She dropped her hands to my chest.
“I was five years old when I watched my brother die. I’ve been told my whole life, I was just a kid, and I didn’t really know what was going on but it’s not true. It’s the one day of my life that has stuck with me and when I think about it I can’t help blaming myself. Yeah, I was a kid, and kids are supposed to be carefree but that doesn’t mean they shouldn’t call for help when their little brother is running outside. I knew better, I knew that when I couldn’t get through to my dad I should’ve went next door to the neighbor’s house,” she said as her eyes filled with unshed tears. “I’ll live the rest of my life regretting I didn’t do something to help him. And when I think how undeserving of life I am, I remember that my parents have already lost one child and I tell myself that life goes on and I have to push forward because I have people that need me.”
I took her face in my hands, bending my knees to look into her eyes.
“This world needs you in it Lace, you make it beautiful,” I rasped, leaning in and pressing my lips to hers gently. “You’re the light that makes a man want to crawl out of the darkness he worships,” I added, leaving out I was the man and she was my light.
Her lashes lowered before she peered through the fringe and back at me.
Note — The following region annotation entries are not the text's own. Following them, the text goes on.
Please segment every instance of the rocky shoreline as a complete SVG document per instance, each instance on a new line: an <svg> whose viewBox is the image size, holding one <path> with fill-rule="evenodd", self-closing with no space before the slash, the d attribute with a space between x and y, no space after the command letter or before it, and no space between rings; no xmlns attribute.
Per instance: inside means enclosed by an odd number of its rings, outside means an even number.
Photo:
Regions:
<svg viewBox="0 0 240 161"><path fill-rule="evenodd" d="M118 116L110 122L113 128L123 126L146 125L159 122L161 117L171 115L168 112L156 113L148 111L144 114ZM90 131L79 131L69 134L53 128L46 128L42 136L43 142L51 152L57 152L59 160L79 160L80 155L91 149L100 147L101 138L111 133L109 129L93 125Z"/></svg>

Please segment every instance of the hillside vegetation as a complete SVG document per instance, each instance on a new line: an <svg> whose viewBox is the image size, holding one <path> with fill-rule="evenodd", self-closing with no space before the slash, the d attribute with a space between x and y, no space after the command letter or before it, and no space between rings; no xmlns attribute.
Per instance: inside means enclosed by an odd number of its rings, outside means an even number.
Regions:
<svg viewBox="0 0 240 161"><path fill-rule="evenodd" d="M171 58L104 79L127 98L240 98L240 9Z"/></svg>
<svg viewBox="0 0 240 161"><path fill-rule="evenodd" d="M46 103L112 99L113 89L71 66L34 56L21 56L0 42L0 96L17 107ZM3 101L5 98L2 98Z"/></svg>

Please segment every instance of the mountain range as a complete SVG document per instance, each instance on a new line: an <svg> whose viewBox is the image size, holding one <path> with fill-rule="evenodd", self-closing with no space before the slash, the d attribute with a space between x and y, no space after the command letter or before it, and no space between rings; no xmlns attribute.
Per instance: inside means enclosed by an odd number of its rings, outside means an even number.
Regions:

“I know you miss her. I know you blame yourself still and I also know if you could go back in time you’d trade places with her,” she said, brushing the hair away from my face before laying her palm against my cheek. “But the world, my world, it would be black without you,” she whispered. “I don’t know how it happened, and I probably never will, but you’re a big part of my life and my only wish is that you start living life again.”
I watched as she cocked her head to the side, dropped her hand and smiled slightly.
“And that maybe you’d smile again,” she added. “And if I was granted three wishes the third would be that I was the one to make you smile.”
Then she winked at me and a single tear fell from the corner of her eye.
It was that image of her that would stick with me.
The one I remembered when I drew my final breath.
A plea from her to me.
To live.
To smile.
She made me want to.
“I’m going to go,” she said, wiping away the tear with the back of her hand. “Give you some privacy but I’ll see you at my dad’s.”
I nodded because speaking wasn’t an option. If I opened my mouth, I wouldn’t recognize my voice and the words I would say would bind me to a heaven I wasn’t sure I deserved but one I wanted to live in.
I wrapped my arm around her waist and stepped toward her, bending my head to cover her mouth with mine. A gentle kiss that did what I thought only my words could do…a kiss that took me to heaven.
Chapter Seventeen
Hope.
It wasn’t the right word, but the only one that came to mind as I rang Jack’s doorbell.
For the first time since Christine’s death I felt something and allowed myself to keep on feeling. I didn’t look for a quick hit to numb me. Instead, I embraced it and wondered if I could have more.
It was a foreign concept for me, to think there was a possibility of getting more out of life than what I planned.
To live and not merely exist.
I wondered if I was capable of looking forward to the future and if I could learn not to dread it.
I wondered if I could smile again.
And for no other reason than because Lacey asked me, and I didn’t want to deny her.
I didn’t want to deny her anything, least of all any of her wishes. I wanted to be the one that made them come true.
How crazy was that?
About as crazy as thinking I can.
The door opened and Jack greeted me, tucking a cigarette behind his ear.
“You’re late,” he observed with a smile, moving aside allowing me room to walk inside the house.
“Shut up and be happy I came,” I mocked, brushing past him. “Where is everybody?”
“Dining room,” he said, kicking the door close. “Reina said dinner would be done in a half hour, it’s been a fucking hour,” he quipped, following me into the dining room. I stopped at the entryway and spotted Wolf, pulling the elastic band of his pants and snapping them back into place.
“You look ridiculous,” Pipe hissed.
“They’re my eating pants,” Wolf argued, diverting his eyes back to Jack who chuckled. Wolf pointed an accusing finger at him. “Laugh it up now, but when your jeans are digging into your gut, I’ll be the one laughing,” he said as he took a seat at the table and reached for the loaf of bread, tearing off a piece and handing it over to Pipe’s wife, Oksana.
“You need carbs, girl, or a fucking cow or something,” he quipped, shaking his head as he passed her the stick of butter. He turned to Pipe. “She’s all tits, man. You need to put meat on those bones, man needs something to hang on to when he’s motor boating those bad boys,” he advised.